Uma Itália bem diferente do estereótipo vendido a turistas – geralmente formado pelo combo belas paisagens + ótima comida – povoa o longa Minha Filha, estreia desta semana na Sala de Cinema Ulysses Geremia, em Caxias do Sul. A obra, que abre a programação de 2019 no espaço, revela a ilha de Sardenha como cenário sem encantamentos estéticos e habitado por personagens cheios de falhas. O clima é seco, o calor maltrata a pele e o mar, ao invés da beleza geralmente a ele atrelada, desenha animais pouco harmônicos como uma enguia grávida. É essa Itália que embala um trio de protagonistas que se agarra aos tortuosos caminhos do afeto para sobreviver.
Em Minha Filha, a direção sensível de Laura Bispuri (de Virgem Juramentada) coloca o espectador no centro de um drama familiar e feminino, dando vasão a um conhecido tema: os laços de sangue versus os laços de afeto. Logo na primeira sequência, o filme trata de apresentar de forma bem direta suas personagens. Vittoria (Sara Casu) é a criança que flagra Angelica (Alba Rohrwacher) fazendo sexo escondida durante uma espécie de feira agrícola em um pequeno vilarejo. Depois, assustada com a cena, a menina refugia-se no abraço de segurança e conforto de Tina (Valeria Golino). Esse embate entre duas mulheres de personalidades antagônicas está no centro do roteiro, porém, sob a ótica infantil, que não possui os mesmos julgamentos do universo adulto.
O filme logo deixa claro que Vittoria foi criada com toda dedicação e todo amor pela trabalhadora Tina, mas na verdade é filha biológica da alcoólatra prostituta Angelica. Enquanto parece óbvio que o melhor para a menina seria permanecer ao lado da mãe adotiva, as descobertas de Vittoria ao lado da genitora de sangue conduzem um novo olhar a essa perspectiva. O longa faz um ensaio não só sobre o sentido da maternidade, mas também sobre o importante papel desempenhado pelo filho nessa construção de laços.

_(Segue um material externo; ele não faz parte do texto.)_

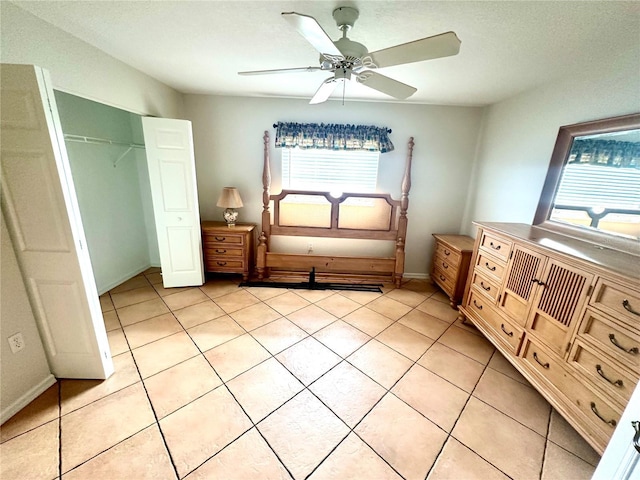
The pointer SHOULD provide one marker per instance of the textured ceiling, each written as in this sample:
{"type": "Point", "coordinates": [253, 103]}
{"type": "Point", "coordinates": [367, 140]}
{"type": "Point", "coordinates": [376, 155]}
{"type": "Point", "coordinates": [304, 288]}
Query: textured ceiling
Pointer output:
{"type": "Point", "coordinates": [507, 46]}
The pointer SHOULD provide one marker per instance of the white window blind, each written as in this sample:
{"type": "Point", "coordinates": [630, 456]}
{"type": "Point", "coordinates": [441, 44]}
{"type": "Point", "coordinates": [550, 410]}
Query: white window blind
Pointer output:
{"type": "Point", "coordinates": [354, 171]}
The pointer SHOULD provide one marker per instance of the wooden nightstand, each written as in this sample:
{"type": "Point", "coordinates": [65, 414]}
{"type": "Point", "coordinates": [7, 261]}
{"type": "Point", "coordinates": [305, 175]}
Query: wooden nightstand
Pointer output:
{"type": "Point", "coordinates": [450, 265]}
{"type": "Point", "coordinates": [228, 249]}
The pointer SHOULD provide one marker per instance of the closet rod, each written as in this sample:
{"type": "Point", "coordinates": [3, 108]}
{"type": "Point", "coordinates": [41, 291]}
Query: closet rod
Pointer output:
{"type": "Point", "coordinates": [99, 141]}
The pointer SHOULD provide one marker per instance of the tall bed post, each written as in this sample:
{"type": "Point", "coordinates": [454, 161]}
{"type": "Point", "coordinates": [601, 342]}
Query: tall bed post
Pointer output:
{"type": "Point", "coordinates": [402, 221]}
{"type": "Point", "coordinates": [263, 240]}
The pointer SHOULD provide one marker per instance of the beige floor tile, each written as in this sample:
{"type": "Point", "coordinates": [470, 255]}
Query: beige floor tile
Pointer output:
{"type": "Point", "coordinates": [311, 318]}
{"type": "Point", "coordinates": [558, 463]}
{"type": "Point", "coordinates": [342, 338]}
{"type": "Point", "coordinates": [458, 462]}
{"type": "Point", "coordinates": [502, 365]}
{"type": "Point", "coordinates": [389, 307]}
{"type": "Point", "coordinates": [138, 281]}
{"type": "Point", "coordinates": [164, 353]}
{"type": "Point", "coordinates": [141, 311]}
{"type": "Point", "coordinates": [38, 412]}
{"type": "Point", "coordinates": [117, 342]}
{"type": "Point", "coordinates": [92, 429]}
{"type": "Point", "coordinates": [403, 437]}
{"type": "Point", "coordinates": [368, 321]}
{"type": "Point", "coordinates": [468, 344]}
{"type": "Point", "coordinates": [105, 302]}
{"type": "Point", "coordinates": [302, 433]}
{"type": "Point", "coordinates": [151, 330]}
{"type": "Point", "coordinates": [186, 298]}
{"type": "Point", "coordinates": [381, 363]}
{"type": "Point", "coordinates": [459, 369]}
{"type": "Point", "coordinates": [564, 435]}
{"type": "Point", "coordinates": [232, 302]}
{"type": "Point", "coordinates": [32, 455]}
{"type": "Point", "coordinates": [520, 402]}
{"type": "Point", "coordinates": [131, 297]}
{"type": "Point", "coordinates": [348, 392]}
{"type": "Point", "coordinates": [438, 400]}
{"type": "Point", "coordinates": [408, 297]}
{"type": "Point", "coordinates": [255, 316]}
{"type": "Point", "coordinates": [426, 324]}
{"type": "Point", "coordinates": [405, 340]}
{"type": "Point", "coordinates": [438, 309]}
{"type": "Point", "coordinates": [233, 461]}
{"type": "Point", "coordinates": [202, 428]}
{"type": "Point", "coordinates": [198, 313]}
{"type": "Point", "coordinates": [175, 387]}
{"type": "Point", "coordinates": [236, 356]}
{"type": "Point", "coordinates": [78, 393]}
{"type": "Point", "coordinates": [215, 332]}
{"type": "Point", "coordinates": [338, 305]}
{"type": "Point", "coordinates": [278, 335]}
{"type": "Point", "coordinates": [150, 461]}
{"type": "Point", "coordinates": [500, 440]}
{"type": "Point", "coordinates": [264, 388]}
{"type": "Point", "coordinates": [354, 459]}
{"type": "Point", "coordinates": [308, 360]}
{"type": "Point", "coordinates": [111, 321]}
{"type": "Point", "coordinates": [287, 303]}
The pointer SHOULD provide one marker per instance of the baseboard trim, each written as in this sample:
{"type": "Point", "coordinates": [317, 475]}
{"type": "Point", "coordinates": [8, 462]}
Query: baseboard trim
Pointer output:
{"type": "Point", "coordinates": [29, 396]}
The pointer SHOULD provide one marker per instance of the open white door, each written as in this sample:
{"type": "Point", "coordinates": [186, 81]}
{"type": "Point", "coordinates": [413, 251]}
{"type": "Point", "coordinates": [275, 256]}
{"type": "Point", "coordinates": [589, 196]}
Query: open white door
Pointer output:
{"type": "Point", "coordinates": [40, 206]}
{"type": "Point", "coordinates": [172, 173]}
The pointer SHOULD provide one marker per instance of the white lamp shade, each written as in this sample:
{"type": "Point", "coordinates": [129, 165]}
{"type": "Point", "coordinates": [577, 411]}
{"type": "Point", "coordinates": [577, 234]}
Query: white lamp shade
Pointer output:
{"type": "Point", "coordinates": [229, 198]}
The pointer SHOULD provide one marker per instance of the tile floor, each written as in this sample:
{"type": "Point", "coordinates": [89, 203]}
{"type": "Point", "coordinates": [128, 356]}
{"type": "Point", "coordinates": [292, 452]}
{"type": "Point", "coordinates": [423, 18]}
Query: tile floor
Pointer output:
{"type": "Point", "coordinates": [261, 383]}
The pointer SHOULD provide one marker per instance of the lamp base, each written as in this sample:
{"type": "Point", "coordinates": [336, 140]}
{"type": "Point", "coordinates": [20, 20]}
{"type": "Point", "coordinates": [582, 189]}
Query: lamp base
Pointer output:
{"type": "Point", "coordinates": [230, 216]}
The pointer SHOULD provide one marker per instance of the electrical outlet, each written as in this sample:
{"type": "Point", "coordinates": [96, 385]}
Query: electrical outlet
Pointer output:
{"type": "Point", "coordinates": [16, 342]}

A câmera naturalista da diretora Laura Bispuri seguidamente capta suas protagonistas de frente e em movimento, explorando emoções que brotam do rosto delas em momentos cruciais da história. Escolha que sugere também uma espécie de confrontamento entre o espectador e as escolhas imprevisíveis dessas mulheres. Mais do que isso, o filme Minha Filha propõe um ensaio sobre o quão fundo estamos dispostos a ir pelo outro – preste atenção na metáfora do buraco em meio às rochas –, algo sempre difícil de se medir.